Vers un déblocage des dossiers Impulseo ?

Le suivi administratif des demandes d’Impulseo 2 et 3, en exécution de l’Accord National du 17 décembre 2008, est un parcours difficile. En attendant une réponse de l’INAMI sur certaines questions pratiques, le Fonds de participation, partenaire de l’INAMI pour la gestion des demandes, ne traite plus les dossiers.

 

Le Fonds de participation a récemment décidé, de sa propre initiative et sans concertation, que seuls les regroupements de médecins généralistes qui disposent d’un numéro d’entreprise peuvent encaisser ce package financier. L’ABSyM est d’avis que, dans l’AR du 23 mars dernier qui détermine les modes de fonctionnement, cette condition supplémentaire n’est pas mentionnée.

 

Début juillet, le Fonds de participation, qui rédigent les dossiers de demande pour les regroupements de  médecins généralistes, communique que « les demandes ne doivent plus nécessairement passer par les structures d’appui mais qu’il est vivement conseillé de le faire». L’ABSyM, sans aucune forme de consultation, n’était pas davantage au courant de cette décision autonome de la part du Fonds de participation.

 

Les deux décisions du Fonds de participation sont non seulement responsables d’une confusion administrative, mais elles retardent le traitement des dossiers d’une manière inacceptable.

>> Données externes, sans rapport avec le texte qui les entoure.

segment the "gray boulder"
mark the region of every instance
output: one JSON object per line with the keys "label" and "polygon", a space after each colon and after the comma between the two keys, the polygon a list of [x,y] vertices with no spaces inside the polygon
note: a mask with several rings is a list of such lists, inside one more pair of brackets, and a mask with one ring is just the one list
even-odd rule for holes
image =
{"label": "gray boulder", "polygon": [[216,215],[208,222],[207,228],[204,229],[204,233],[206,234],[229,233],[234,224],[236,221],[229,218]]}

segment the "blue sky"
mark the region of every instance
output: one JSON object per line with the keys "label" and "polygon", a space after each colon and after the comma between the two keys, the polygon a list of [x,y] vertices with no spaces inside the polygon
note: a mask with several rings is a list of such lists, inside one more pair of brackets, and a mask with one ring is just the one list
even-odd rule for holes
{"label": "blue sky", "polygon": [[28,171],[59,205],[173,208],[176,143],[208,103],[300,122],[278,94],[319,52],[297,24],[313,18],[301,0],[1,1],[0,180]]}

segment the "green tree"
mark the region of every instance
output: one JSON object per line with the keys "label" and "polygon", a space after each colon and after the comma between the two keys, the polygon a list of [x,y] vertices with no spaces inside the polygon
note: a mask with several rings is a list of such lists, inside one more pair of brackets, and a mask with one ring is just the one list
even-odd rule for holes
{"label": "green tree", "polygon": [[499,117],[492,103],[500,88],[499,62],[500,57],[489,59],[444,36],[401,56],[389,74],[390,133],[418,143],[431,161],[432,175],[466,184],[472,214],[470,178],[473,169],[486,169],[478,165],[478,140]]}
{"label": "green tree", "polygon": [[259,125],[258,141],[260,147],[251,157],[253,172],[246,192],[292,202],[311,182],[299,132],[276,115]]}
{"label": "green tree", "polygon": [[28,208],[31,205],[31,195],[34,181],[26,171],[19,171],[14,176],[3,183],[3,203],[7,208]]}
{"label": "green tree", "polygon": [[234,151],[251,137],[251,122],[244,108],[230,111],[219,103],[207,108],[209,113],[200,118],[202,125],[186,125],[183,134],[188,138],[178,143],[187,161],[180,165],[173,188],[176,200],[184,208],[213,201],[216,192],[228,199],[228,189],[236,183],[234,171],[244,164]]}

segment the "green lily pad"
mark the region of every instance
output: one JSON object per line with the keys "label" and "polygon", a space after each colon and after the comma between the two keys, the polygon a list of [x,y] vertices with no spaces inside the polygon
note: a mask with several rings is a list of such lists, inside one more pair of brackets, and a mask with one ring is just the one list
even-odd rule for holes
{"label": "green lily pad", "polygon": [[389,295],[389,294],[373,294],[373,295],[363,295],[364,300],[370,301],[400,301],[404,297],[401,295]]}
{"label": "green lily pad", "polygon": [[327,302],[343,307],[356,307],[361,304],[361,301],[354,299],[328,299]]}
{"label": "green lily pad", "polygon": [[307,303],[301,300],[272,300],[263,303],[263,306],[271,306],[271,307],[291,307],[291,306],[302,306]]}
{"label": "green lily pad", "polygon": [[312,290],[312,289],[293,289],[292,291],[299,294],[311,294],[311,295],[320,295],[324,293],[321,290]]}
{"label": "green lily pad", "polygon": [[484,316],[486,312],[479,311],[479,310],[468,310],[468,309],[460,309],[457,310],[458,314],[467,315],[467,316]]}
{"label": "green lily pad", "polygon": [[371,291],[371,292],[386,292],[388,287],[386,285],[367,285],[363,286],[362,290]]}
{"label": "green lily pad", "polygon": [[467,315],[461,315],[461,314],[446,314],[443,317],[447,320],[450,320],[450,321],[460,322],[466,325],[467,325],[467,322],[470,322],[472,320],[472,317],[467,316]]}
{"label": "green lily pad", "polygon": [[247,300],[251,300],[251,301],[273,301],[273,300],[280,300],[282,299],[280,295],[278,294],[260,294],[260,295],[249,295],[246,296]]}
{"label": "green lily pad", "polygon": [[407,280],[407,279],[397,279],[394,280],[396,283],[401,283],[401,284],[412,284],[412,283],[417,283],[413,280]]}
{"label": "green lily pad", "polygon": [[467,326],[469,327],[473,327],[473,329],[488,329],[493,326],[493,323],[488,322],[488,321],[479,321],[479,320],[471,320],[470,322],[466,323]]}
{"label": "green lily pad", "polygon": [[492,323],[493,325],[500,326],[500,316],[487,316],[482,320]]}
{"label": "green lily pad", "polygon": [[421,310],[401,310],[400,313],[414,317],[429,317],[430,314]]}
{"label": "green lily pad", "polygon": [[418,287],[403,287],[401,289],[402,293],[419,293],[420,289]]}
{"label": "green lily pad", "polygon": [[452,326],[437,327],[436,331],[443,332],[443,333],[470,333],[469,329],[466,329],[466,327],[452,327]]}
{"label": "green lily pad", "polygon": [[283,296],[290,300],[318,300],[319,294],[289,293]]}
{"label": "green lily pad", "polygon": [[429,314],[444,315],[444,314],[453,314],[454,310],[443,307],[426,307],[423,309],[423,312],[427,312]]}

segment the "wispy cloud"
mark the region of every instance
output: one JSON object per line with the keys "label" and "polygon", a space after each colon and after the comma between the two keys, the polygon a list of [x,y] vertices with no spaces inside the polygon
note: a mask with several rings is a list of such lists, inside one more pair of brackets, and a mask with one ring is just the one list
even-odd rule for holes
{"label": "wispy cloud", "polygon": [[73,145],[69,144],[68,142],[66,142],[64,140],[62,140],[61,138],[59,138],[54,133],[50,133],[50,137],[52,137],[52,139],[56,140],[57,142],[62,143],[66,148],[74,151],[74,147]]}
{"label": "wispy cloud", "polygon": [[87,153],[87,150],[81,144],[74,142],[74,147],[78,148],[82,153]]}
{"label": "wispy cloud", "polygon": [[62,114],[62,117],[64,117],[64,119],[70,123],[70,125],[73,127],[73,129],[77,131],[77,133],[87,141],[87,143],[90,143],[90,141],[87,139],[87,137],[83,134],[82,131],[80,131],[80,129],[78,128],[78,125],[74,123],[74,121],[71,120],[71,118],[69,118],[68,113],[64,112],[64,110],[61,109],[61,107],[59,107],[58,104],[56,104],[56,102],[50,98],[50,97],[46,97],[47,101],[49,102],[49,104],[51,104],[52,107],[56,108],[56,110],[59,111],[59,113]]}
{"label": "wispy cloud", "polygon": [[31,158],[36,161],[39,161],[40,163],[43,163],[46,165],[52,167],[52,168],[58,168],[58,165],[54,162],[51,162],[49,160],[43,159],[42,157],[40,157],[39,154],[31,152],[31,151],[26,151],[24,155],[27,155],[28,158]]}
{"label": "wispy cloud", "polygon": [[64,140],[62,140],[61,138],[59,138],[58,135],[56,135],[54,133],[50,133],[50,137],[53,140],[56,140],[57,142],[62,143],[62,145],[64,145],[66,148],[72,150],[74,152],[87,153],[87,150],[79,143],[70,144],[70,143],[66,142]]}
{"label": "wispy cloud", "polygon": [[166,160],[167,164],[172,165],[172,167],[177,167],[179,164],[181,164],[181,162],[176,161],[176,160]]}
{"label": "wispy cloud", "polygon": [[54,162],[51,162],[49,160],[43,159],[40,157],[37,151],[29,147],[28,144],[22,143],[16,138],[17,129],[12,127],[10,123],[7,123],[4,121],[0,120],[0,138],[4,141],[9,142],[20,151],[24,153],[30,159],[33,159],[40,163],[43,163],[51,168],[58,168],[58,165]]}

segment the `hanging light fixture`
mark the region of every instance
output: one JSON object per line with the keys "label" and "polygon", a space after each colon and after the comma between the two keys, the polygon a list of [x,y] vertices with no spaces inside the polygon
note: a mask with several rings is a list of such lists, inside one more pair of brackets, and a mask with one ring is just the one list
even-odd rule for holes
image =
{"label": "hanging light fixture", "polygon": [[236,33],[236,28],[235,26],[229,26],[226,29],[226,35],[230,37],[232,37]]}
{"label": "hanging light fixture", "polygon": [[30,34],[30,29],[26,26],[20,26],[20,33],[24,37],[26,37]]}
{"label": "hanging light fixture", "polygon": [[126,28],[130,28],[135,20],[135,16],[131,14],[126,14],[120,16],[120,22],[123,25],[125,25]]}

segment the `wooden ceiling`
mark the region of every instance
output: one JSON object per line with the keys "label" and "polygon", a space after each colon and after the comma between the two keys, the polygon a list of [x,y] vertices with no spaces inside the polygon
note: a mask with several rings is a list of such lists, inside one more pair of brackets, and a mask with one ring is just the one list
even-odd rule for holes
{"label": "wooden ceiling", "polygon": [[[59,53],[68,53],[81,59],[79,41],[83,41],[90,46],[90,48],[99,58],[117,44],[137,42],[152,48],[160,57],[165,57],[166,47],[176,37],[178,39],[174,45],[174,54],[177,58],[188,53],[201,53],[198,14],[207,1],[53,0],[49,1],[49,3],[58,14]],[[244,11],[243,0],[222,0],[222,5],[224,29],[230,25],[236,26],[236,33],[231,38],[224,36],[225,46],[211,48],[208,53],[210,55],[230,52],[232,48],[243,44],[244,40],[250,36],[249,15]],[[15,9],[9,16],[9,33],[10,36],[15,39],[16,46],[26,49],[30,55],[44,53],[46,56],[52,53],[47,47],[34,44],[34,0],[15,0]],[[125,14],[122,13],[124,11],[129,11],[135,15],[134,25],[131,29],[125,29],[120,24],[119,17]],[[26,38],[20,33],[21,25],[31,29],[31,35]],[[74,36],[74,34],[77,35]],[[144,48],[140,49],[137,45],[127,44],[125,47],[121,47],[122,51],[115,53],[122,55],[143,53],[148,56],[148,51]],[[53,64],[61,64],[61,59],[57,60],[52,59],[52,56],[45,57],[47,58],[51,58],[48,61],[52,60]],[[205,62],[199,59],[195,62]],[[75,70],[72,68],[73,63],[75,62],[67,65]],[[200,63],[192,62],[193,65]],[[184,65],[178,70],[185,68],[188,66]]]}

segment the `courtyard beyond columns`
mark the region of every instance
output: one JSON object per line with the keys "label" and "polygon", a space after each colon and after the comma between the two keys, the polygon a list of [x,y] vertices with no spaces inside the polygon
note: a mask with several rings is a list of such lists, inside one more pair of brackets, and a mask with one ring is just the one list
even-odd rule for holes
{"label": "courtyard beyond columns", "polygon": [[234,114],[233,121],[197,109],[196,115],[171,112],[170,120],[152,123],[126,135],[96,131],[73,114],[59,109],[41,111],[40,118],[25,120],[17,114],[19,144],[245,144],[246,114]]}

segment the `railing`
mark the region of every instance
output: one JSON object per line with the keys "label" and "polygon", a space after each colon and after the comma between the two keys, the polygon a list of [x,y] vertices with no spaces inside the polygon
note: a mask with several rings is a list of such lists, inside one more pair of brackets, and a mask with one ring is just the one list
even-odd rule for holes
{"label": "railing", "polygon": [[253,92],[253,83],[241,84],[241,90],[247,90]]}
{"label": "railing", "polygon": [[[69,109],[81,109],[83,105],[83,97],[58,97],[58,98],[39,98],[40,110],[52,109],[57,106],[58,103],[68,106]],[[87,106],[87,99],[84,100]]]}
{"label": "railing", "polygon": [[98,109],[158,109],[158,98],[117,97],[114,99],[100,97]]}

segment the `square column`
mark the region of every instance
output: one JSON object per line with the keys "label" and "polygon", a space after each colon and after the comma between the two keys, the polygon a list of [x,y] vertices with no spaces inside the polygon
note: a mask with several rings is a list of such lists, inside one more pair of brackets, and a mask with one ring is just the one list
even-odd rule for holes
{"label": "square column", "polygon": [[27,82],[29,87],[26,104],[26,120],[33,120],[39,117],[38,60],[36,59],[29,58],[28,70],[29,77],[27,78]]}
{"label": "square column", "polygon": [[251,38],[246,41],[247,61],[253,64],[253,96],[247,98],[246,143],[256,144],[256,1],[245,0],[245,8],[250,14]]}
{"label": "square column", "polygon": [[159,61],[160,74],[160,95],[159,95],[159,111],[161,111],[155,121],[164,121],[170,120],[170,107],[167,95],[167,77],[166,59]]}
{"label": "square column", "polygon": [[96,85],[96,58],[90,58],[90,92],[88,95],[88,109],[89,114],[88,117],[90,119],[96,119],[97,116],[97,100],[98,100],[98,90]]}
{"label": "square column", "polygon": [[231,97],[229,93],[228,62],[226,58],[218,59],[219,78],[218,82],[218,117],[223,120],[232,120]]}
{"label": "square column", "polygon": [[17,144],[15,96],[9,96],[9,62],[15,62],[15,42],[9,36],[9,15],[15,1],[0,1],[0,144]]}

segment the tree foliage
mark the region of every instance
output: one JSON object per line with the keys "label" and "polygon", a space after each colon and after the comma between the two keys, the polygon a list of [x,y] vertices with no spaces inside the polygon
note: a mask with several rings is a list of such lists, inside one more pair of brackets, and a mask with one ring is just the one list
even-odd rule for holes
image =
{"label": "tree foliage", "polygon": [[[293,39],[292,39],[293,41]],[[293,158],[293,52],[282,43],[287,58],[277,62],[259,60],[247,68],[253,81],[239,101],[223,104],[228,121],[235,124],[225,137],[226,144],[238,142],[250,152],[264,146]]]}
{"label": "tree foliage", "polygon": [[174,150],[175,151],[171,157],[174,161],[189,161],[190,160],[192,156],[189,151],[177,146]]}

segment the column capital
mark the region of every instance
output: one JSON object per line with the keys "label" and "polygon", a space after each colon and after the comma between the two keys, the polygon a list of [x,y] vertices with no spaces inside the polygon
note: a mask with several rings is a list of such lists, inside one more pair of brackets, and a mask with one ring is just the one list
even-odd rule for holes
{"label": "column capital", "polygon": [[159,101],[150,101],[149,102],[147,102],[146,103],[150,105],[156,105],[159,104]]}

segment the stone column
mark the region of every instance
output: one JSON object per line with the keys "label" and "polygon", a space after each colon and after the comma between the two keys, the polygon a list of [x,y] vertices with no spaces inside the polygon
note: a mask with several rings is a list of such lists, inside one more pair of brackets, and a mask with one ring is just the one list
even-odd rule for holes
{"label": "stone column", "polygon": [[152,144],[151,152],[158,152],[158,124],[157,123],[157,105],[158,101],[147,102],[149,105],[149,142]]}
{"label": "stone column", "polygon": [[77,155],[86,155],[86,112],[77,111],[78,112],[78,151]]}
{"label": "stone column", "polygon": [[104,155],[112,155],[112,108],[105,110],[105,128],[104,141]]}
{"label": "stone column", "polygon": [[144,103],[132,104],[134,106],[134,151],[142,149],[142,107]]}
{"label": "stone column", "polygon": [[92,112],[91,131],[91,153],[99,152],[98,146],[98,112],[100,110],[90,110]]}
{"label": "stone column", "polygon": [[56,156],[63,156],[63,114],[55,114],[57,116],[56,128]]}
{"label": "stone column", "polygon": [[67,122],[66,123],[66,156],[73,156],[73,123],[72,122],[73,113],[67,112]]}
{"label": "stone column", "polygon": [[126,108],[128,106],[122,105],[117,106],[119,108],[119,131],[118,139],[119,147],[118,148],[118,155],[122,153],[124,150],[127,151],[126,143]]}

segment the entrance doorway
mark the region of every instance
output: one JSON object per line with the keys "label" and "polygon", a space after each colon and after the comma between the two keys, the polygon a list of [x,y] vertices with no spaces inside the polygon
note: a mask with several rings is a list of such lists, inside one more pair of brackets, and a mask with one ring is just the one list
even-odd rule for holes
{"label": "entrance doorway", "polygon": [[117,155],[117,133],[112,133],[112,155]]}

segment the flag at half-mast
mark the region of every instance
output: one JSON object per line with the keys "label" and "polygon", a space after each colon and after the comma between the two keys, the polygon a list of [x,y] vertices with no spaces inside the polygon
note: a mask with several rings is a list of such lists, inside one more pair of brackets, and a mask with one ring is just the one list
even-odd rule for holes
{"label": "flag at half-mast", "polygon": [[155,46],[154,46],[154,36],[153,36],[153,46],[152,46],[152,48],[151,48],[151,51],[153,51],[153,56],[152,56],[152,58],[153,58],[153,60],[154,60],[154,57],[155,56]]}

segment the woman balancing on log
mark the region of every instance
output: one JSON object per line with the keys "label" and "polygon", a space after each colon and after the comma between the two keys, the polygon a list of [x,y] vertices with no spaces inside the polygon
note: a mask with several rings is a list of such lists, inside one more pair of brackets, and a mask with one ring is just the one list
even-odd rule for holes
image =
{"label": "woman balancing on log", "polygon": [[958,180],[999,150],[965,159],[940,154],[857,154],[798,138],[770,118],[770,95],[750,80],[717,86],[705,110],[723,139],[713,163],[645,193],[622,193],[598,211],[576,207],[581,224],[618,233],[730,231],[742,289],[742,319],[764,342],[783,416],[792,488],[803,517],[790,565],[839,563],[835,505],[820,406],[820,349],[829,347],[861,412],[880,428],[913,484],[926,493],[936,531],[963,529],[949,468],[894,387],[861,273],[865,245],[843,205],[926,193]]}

Le 16 et 28 août dernier, l’Absym a envoyé des lettres au Docteur Jo De Cock, président de la commission nationale médico-mutualiste de l’INAMI, en vue d’obtenir un éclaircissement.

 

Dr. Ri De Ridder, directeur-général de l’Inami, a proposé dans sa lettre du 31 août dernier une solution intermédiaire, qui pourrait débloquer les dossiers en cours. Là où le Fonds de participation exige que les regroupements de médecins généralistes aient un numéro d’entreprise pour encaisser leur package financier, Ri De Ridder laisse la possibilité de verser les montants sur les comptes des médecins généralistes qui font partie de ce regroupement. Deux conditions sont liées à cette solution provisoire : le médecin généraliste doit avoir son propre numéro d’entreprise et sa collaboration avec le regroupement doit être reprise, par écrit, dans un contrat. La réponse de l’INAMI ne communique rien sur la décision unilatérale du Fonds de participation que la demande d’Impulseo ne doit plus nécessairement passer par une structure d’appui et les questions reprises dans la lettre de l’ABSyM datée du 28 août dernier sont toujours restées sans réponse. Pour éviter d’autres retards supplémentaires, il est impératif pour l’ABSyM que l’INAMI puisse donner une réponse claire aux problèmes en question.